Automated supply cap updater — already proposed by @gnarvaja and supported unconditionally. Cap tracks actual supply plus 15% headroom in real time. No stale headroom. No single wallet fills a $7.5B cap when actual supply is $3B. This is deployable now with zero core contract changes.

Depeg circuit breaker — any collateral asset moves more than 10% from its expected value within 30 minutes, LTV drops to zero automatically and new borrowing pauses. Triggers in the next block. No governance vote required. No human needs to be awake.

Utilization early warning system — at 80% utilization, automatic rate increase activates to attract new supply. At 90%, alerts broadcast on-chain to all integrated dashboards. At 95%, new borrows pause automatically. Lenders always have time to make informed decisions before reaching 100%.

Rate oracle continuity requirement — no automated risk system should be operable without a named maintainer and a backup. The Chaos Labs exit on April 6 left the rate system unmaintained 12 days before the exploit. This must never be possible again. Governance should require a named primary and backup maintainer for every automated risk system as a condition of deployment.

Pillar 5 — Codified Loss Hierarchy: Decided Before Crisis, Not During One

This is the most important pillar. The technical systems in Pillars 1 through 4 reduce the probability of a crisis. But no system eliminates all risk. When something goes wrong — and eventually something will — the question of who bears losses must be answered before the crisis, not negotiated under panic with $200M of innocent deposits at stake.

I propose the following loss hierarchy be codified as a binding governance resolution — not a blog post, not a forum discussion, a formal on-chain resolution that every future crisis response must follow:

This hierarchy is not radical.
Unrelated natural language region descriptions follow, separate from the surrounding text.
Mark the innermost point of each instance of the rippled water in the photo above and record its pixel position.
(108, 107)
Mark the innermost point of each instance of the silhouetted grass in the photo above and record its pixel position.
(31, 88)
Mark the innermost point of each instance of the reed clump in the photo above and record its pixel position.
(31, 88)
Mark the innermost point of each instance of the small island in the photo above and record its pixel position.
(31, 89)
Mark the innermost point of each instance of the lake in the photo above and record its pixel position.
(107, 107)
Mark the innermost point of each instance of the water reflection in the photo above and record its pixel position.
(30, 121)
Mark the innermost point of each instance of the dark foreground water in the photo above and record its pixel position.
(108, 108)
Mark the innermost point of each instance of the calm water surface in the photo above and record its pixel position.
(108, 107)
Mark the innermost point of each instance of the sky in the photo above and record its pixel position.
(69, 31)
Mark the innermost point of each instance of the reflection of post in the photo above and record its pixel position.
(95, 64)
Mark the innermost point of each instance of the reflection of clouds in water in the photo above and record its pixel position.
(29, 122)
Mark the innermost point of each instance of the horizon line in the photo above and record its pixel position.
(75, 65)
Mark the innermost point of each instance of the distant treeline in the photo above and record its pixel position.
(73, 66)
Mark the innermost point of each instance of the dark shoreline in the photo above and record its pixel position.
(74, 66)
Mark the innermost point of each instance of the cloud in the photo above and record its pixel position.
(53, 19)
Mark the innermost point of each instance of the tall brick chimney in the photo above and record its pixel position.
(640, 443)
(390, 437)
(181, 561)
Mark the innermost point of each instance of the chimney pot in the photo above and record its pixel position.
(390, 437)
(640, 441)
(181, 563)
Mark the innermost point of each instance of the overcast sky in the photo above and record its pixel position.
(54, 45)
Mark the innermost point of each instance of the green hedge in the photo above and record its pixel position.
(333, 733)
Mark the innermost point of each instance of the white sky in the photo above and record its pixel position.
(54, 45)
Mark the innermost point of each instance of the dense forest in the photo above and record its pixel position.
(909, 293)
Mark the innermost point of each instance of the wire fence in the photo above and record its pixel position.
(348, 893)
It maps exactly onto how Aave’s safety architecture was already designed to work. What is missing is the formal codification that makes it binding — not dependent on governance goodwill during a crisis when token holders have conflicting incentives.

The institutional capital watching DeFi from the sidelines — family offices, treasuries, funds — is not afraid of smart contract risk. They are afraid of the question: “what happens when something goes wrong?” This resolution answers that question permanently and makes Aave the first DeFi protocol with a formally guaranteed lender protection hierarchy. That answer alone is worth more future TVL than any yield optimization.